Au cours d’une tournée dans la région nous sommes arrivés au village d’Andalucía. Le village n’existe plus. Les paramilitaires ont tout détruit. Le fondateur du village nous conduit jusqu’à ce qui était autrefois sa maison, dont il ne reste que le sol en ciment. Nous avons visité le cimetière, dont il ne reste que la moitié parce que les « para-palmiculteurs » ont commis l’outrage de creuser un fossé de drainage qui le coupe en deux et de semer des palmiers sur l’autre moitié.

La vie n’est pas facile pour ceux qui sont revenus, car les « démobilisés » (des paramilitaires qui ont censément déposé les armes) prennent des photos de tous et font des enregistrements vidéo ; ils font sentir leur présence en parcourant la zone à motocyclette. L’un d’eux, surnommé « El Chupa », dit d’un ton menaçant : « on va leur faire payer l’abattage des palmiers, et ça va leur coûter cher ; ils les coupent en morceaux et c’est ce qui va leur arriver ». Le bruit court que les « Aigles Noirs » (un groupe paramilitaire) se dirige vers la région, et l’on voit des paramilitaires connus parcourir dans tous les sens les zones de coupe.

Les « para-palmiculteurs » cherchent à provoquer des conflits entre les gens. D’une part, ils incitent les travailleurs embauchés par les plantations (dont beaucoup sont d’anciens paramilitaires) à se retourner contre les paysans revenus en leur disant que ceux-ci les laissent sans travail. Ainsi, depuis les camions qui transportent comme du bétail une soixantaine de travailleurs de l’entreprise, des insultes et des moqueries tombent sur ceux qui sont en train de couper les palmiers : « coupez les palmiers, semez du coca, c’est nous qui récolterons après ».

D’autre part, on fait venir des gens d’autres régions (aussi bien d’anciens paramilitaires que des paysans) pour occuper des terres appartenant aux communautés revenues. On les appelle des « familles de gardes forestiers », ce qui est absurde : les seules « forêts » à garder sont les plantations de palmiers. C’est la bonne vieille tactique de la division.

Les militaires s’y mettent aussi : dans le poste situé sur un pont ils posent beaucoup de questions aux gens, par exemple « qui vous paye pour couper les palmiers ? ». Leur participation directe à la répression passée des communautés fait que leur présence provoque des craintes chez ceux qui sont revenus.

Même les « gringos » (dans ce cas, les étrangers comme nous qui appuient ces communautés) subissent des menaces : des écriteaux apparaissent comme par magie, où l’on lit « gringos dehors » ou « mort aux gringos ».

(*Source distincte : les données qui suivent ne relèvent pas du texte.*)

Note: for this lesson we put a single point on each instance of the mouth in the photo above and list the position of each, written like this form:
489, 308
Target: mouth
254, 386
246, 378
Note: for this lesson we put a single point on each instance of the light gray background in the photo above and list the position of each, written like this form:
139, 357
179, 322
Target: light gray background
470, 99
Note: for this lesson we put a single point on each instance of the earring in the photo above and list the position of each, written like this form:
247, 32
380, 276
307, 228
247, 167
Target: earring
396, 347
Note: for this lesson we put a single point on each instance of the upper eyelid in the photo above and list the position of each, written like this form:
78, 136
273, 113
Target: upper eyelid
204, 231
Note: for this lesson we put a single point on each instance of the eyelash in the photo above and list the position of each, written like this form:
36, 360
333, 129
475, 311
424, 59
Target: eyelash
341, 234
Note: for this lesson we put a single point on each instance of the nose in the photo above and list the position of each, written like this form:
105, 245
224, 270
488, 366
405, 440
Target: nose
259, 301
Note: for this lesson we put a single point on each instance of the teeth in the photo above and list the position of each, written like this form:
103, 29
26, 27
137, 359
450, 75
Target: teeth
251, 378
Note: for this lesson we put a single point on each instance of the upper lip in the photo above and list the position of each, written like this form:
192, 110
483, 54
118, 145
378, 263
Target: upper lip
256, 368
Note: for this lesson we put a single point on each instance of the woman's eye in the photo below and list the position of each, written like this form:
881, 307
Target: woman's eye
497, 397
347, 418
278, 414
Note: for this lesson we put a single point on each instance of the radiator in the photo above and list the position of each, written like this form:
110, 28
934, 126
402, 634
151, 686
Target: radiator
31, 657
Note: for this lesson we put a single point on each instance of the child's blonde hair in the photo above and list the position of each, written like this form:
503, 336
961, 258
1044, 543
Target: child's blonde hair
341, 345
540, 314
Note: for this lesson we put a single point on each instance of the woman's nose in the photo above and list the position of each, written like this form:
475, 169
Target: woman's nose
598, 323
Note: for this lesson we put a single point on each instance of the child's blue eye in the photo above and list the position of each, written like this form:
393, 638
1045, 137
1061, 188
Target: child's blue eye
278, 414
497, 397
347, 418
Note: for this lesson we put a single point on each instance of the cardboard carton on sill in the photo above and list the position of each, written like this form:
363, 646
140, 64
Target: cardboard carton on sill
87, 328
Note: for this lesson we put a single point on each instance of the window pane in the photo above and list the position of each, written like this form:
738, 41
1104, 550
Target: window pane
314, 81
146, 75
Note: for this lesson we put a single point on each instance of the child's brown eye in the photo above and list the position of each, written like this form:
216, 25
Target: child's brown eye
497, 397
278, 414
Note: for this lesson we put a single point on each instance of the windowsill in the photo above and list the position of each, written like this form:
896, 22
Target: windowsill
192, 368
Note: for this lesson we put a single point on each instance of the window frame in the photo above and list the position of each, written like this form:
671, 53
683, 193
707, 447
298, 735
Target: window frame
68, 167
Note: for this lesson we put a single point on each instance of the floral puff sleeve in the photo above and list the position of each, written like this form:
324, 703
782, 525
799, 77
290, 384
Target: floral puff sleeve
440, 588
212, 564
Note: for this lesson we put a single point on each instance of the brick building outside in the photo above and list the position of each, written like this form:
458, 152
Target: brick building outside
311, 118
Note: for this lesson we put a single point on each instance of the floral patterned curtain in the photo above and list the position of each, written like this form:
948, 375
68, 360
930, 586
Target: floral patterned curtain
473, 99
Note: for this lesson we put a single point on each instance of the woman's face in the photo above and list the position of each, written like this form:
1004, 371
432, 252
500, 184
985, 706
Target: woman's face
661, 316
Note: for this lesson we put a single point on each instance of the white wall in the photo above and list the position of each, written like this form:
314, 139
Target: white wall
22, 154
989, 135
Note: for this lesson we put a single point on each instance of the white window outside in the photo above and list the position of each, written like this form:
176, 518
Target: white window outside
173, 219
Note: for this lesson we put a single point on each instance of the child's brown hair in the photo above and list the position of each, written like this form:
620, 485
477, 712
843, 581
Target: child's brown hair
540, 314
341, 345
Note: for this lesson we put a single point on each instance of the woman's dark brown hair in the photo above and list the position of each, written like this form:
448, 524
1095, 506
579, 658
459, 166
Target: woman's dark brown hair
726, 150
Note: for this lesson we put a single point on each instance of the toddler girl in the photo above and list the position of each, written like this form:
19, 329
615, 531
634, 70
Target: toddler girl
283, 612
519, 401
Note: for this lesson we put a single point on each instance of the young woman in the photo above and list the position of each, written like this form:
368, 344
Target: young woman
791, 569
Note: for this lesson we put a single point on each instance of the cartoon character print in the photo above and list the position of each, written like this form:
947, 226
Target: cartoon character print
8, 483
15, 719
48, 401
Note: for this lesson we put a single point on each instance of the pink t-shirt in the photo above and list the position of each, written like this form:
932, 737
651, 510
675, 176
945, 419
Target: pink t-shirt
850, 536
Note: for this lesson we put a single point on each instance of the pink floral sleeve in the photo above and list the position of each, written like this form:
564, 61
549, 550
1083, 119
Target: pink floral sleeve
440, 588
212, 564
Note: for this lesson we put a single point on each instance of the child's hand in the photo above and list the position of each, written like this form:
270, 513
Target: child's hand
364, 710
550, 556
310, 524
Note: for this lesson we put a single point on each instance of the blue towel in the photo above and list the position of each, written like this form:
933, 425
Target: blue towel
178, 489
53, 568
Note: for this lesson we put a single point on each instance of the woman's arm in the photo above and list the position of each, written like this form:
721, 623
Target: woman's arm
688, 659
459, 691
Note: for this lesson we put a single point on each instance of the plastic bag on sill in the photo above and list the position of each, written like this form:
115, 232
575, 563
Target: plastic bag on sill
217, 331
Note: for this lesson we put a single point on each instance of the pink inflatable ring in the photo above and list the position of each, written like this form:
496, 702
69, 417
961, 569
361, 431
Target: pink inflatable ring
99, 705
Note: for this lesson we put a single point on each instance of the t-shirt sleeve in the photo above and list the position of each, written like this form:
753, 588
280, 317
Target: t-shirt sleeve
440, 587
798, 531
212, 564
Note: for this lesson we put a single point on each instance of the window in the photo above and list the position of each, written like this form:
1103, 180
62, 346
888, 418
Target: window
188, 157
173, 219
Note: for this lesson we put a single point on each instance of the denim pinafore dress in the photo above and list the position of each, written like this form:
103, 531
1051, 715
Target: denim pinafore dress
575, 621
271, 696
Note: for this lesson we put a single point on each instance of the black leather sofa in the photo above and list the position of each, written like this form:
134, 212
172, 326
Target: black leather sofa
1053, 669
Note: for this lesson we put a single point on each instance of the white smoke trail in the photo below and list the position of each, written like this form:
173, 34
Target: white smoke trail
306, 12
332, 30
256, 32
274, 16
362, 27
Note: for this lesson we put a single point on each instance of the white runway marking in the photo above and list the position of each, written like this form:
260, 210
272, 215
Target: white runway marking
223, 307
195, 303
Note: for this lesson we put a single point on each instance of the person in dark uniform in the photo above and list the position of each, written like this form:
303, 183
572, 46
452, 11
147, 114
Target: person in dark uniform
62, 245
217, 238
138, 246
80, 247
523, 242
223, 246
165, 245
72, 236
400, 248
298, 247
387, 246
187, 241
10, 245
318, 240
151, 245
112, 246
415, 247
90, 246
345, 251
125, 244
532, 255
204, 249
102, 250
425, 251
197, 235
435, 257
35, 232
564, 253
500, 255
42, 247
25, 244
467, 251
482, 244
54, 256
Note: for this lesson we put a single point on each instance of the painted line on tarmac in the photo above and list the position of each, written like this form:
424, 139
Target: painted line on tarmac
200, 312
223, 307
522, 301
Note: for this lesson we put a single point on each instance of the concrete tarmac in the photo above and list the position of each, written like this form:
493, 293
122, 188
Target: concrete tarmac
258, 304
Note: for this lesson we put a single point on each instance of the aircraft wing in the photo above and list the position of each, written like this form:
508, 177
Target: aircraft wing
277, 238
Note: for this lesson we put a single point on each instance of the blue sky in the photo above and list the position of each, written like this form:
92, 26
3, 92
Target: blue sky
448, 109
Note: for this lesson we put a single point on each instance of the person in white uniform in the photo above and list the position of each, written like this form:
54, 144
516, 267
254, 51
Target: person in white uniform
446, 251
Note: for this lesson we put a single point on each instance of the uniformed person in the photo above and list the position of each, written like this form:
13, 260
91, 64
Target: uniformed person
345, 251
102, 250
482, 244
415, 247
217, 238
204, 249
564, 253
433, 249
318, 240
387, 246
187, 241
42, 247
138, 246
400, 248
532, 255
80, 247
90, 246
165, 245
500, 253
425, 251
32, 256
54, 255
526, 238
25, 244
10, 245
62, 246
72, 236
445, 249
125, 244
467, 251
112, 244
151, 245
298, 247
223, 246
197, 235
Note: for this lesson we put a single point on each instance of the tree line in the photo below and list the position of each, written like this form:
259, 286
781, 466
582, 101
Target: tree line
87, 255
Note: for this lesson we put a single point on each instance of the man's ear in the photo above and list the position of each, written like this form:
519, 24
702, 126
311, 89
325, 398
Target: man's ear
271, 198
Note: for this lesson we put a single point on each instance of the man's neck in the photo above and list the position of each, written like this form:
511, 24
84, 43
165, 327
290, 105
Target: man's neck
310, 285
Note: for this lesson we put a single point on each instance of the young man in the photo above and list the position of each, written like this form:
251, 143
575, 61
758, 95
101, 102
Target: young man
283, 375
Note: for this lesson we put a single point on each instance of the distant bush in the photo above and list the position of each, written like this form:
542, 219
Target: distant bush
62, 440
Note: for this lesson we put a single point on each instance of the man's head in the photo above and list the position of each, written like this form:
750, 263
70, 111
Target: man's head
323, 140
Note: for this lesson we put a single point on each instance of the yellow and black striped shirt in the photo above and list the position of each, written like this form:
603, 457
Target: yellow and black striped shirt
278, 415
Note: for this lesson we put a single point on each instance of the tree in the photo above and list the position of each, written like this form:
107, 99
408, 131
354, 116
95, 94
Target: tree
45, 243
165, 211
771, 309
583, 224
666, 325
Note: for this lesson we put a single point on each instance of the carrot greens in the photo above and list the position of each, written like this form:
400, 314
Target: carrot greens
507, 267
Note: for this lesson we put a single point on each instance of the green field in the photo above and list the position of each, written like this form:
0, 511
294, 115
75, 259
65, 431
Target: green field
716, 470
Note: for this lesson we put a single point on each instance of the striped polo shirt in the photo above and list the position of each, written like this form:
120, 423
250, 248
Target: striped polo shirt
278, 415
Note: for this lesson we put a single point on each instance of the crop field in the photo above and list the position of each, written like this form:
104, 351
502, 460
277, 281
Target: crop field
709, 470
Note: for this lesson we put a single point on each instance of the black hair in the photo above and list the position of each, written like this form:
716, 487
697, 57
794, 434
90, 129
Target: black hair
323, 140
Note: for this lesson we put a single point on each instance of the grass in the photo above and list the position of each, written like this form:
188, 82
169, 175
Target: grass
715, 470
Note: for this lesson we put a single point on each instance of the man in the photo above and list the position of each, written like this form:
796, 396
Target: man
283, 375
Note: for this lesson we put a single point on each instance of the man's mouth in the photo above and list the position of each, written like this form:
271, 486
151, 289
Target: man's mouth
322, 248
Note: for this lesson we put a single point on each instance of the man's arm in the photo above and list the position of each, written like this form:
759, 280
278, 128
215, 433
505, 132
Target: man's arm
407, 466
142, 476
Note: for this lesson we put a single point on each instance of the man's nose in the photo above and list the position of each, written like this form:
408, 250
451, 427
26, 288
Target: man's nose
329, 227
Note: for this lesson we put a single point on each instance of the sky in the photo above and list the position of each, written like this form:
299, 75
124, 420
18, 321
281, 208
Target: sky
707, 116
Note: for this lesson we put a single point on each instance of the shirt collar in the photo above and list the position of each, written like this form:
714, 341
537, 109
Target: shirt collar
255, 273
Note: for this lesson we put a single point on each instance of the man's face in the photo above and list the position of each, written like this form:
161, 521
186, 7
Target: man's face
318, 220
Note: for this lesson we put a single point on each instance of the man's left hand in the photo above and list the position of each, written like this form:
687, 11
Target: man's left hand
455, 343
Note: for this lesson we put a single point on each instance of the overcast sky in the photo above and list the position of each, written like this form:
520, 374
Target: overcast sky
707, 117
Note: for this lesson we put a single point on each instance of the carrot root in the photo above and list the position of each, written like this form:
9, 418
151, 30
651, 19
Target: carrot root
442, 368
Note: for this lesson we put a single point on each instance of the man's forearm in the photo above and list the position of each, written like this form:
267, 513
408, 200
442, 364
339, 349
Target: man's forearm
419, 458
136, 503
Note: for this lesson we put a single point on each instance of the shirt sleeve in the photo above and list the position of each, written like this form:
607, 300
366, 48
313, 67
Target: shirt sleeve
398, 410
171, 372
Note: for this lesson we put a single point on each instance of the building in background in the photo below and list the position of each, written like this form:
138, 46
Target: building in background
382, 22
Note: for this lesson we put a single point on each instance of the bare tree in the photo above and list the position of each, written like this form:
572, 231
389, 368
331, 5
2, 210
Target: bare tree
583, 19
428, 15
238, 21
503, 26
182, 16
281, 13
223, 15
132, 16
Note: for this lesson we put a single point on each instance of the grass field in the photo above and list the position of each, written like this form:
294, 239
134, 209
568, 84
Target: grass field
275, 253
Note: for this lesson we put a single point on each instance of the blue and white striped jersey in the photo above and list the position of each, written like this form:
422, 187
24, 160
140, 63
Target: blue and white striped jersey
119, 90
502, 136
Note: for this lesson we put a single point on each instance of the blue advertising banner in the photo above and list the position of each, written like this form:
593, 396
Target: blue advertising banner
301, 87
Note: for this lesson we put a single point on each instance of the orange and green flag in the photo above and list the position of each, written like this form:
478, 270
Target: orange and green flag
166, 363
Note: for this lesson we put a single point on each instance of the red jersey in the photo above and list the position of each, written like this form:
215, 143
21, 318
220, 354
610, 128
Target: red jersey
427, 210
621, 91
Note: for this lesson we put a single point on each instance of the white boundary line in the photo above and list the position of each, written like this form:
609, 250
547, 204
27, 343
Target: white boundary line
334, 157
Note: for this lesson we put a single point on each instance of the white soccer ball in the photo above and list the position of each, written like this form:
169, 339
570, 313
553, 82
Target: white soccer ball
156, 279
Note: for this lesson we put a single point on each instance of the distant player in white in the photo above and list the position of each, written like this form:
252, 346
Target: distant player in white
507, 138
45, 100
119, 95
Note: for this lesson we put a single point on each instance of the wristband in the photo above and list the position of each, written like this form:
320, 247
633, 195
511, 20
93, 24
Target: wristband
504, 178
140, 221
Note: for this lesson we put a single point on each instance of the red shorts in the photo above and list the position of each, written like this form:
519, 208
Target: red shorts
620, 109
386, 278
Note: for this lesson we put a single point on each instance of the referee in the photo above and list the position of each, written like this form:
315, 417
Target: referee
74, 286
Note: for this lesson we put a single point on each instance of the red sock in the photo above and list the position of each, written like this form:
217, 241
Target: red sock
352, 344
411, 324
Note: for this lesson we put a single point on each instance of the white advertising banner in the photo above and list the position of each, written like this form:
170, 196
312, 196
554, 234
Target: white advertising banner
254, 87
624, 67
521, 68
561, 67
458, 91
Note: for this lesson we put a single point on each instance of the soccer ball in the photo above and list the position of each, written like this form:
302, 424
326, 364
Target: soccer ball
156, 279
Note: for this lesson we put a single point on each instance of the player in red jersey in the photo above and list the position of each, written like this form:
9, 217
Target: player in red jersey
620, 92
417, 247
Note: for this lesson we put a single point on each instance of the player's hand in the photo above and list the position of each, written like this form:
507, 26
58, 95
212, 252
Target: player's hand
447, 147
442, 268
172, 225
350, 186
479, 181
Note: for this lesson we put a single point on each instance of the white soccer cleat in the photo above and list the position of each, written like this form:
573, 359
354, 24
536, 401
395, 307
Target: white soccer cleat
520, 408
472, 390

Pourtant, les communautés continuent quand même le travail de récupération de leur territoire. Lorsque nous partions, l’un d’eux nous a dit : « Je vous demande de faire connaître la vérité au monde ». C’est là le but de cet article, qui prétend en outre rendre hommage à l’héroïsme de ces gens et condamner le gouvernement colombien, responsable de cette situation. Il y a peu d’endroits au monde où le palmier à huile soit aussi taché de sang qu’au Curvaradó. La seule manière de commencer à réparer les outrages commis est que le gouvernement reconnaisse formellement les droits de ces communautés sur leurs terres. Tant qu’il ne l’aura pas fait, il continuera de mériter le blâme.

Ricardo Carrere. Article rédigé à partir des observations et interviews faites au cours de sa visite au Curvaradó entre le 9 et le 11 août 2007.